>Something that took me a while to understand is that, when I fire up the tasks, I imediately set my app refresh task as completed.
>That was giving me headaches before because I was seting it as complete before it finished doing what it had to do.
This whole backgeound task / handle in watchOS is like some kind of weird puzzle put out by Apple for developers to collectively solve, with how little is truly understood about it. Apple's own example given here is wrong: https://developer.apple.com/library/content/samplecode/WatchBackgroundRefresh/Listings/WatchBackgroundRefresh_WatchKit_Extension_MainInterfaceController_swift.html
(If you listen to the WWDC talk about this, they say you're supposed to store the background Download Session Task into a variable, and complete it only when the downloads are completed - which is the correct way to do it, and it's not done in this sample code). I so wish they haven't obsoleted the old getNextRequestedUpdateDateWithHandler code for complication update. It was rock solid, reliable and so simple to use.
In any case, my test with removing all the main thread forcing has also resulted in the app crashing the same way after about 30 hours. One thing I noticed however is that I may have a problem with the fact that I handle the download task failures with doing the DownloadTask cancel for both tasks. When I intentionally produced a 404 download failure for one of the tasks, I've onserved that this cancel one time didn't do anything (becuase the other task finished regardless) and the other time it sent the whole process into some kind of a tailspin where a ton of repeated schedules and failures continued piling on, before it settled down. The app didn't crash, but what happened was clearly wrong. In the test I'm running now, I'm no longer doing any download tasks cancelling or any micromanaging of what happens when anything fails. I just have the task completion code in the URLSessionDidFinishEventsForBackgroundURLSession method, and tha's where I schedule next background refresh as well. As far as I can tell, this method fires regardless if the download tasks have completed successfully or not.

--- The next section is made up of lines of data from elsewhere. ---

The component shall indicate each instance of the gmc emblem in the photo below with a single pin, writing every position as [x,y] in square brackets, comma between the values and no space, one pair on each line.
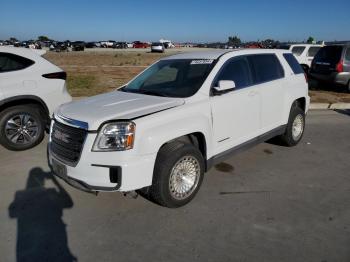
[61,136]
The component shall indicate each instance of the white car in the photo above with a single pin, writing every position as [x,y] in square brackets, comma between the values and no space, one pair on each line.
[304,53]
[30,89]
[160,132]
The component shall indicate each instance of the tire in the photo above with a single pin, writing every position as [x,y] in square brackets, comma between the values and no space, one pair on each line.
[295,127]
[21,127]
[168,179]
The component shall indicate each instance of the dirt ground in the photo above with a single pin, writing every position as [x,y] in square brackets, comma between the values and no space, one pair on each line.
[95,72]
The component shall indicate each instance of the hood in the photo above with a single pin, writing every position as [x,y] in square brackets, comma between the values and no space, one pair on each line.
[114,106]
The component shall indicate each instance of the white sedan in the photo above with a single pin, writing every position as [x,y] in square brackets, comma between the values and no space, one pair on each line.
[30,89]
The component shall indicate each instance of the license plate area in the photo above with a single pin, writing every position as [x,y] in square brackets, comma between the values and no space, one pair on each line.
[59,169]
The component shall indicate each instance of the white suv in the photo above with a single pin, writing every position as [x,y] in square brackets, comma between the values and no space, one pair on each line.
[170,124]
[30,89]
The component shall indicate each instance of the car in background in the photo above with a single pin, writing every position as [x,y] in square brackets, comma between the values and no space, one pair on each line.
[92,45]
[157,47]
[59,47]
[120,45]
[304,53]
[138,44]
[332,65]
[78,46]
[30,89]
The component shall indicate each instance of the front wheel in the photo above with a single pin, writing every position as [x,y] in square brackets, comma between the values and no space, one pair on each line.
[21,127]
[295,127]
[178,174]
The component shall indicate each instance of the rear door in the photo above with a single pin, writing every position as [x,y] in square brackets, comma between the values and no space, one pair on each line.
[268,75]
[236,114]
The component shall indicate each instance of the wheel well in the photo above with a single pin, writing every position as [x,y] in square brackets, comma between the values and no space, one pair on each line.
[301,103]
[27,101]
[197,139]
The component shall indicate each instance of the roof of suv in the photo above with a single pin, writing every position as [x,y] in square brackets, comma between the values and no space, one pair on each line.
[215,54]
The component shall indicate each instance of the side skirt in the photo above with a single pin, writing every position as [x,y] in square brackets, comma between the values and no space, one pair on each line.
[244,146]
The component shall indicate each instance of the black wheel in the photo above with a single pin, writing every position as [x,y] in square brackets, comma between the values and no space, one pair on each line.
[178,174]
[21,127]
[295,127]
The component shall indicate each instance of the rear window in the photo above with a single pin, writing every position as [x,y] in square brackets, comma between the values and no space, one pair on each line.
[313,51]
[298,50]
[329,54]
[266,67]
[347,54]
[10,62]
[293,63]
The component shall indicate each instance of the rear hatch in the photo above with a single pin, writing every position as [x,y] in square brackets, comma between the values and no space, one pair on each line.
[326,60]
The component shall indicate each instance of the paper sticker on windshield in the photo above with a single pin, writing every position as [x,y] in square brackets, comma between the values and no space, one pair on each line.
[202,62]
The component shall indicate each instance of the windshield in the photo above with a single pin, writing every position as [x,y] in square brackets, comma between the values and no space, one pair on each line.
[171,78]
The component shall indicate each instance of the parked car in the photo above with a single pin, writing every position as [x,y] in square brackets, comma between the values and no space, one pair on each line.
[92,45]
[120,45]
[304,53]
[30,89]
[78,46]
[138,44]
[332,64]
[157,47]
[160,132]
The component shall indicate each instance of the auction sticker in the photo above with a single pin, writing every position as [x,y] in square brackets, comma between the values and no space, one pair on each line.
[202,61]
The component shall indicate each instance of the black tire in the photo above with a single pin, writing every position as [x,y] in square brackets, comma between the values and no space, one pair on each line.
[168,157]
[36,119]
[287,138]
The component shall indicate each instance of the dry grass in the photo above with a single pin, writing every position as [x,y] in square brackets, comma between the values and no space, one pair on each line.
[91,73]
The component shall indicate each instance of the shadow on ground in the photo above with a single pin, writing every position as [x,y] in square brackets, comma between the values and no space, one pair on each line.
[41,232]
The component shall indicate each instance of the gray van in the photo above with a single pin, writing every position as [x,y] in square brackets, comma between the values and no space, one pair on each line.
[332,64]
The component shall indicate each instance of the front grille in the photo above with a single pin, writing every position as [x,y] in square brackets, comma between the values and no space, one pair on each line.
[67,143]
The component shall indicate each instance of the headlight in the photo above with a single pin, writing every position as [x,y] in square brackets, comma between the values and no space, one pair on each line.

Also, I was seeing the error described here: https://stackoverflow.com/questions/46464660/wkrefreshbackgroundtask-cleanupstorage-error-attempting-to-reach-file
I don't know if that error is harmful in any way, but doing something along the lines what was suggested there, got rid of the error. I did this in the handle method, which I think is a better idea than what was suggested there:
for (WKRefreshBackgroundTask *task in backgroundTasks) {
userInfoAccess = task.userInfo;
I created the userInfoAccess variable on the class level, and then just assign that task userInfo value to it repeatedly.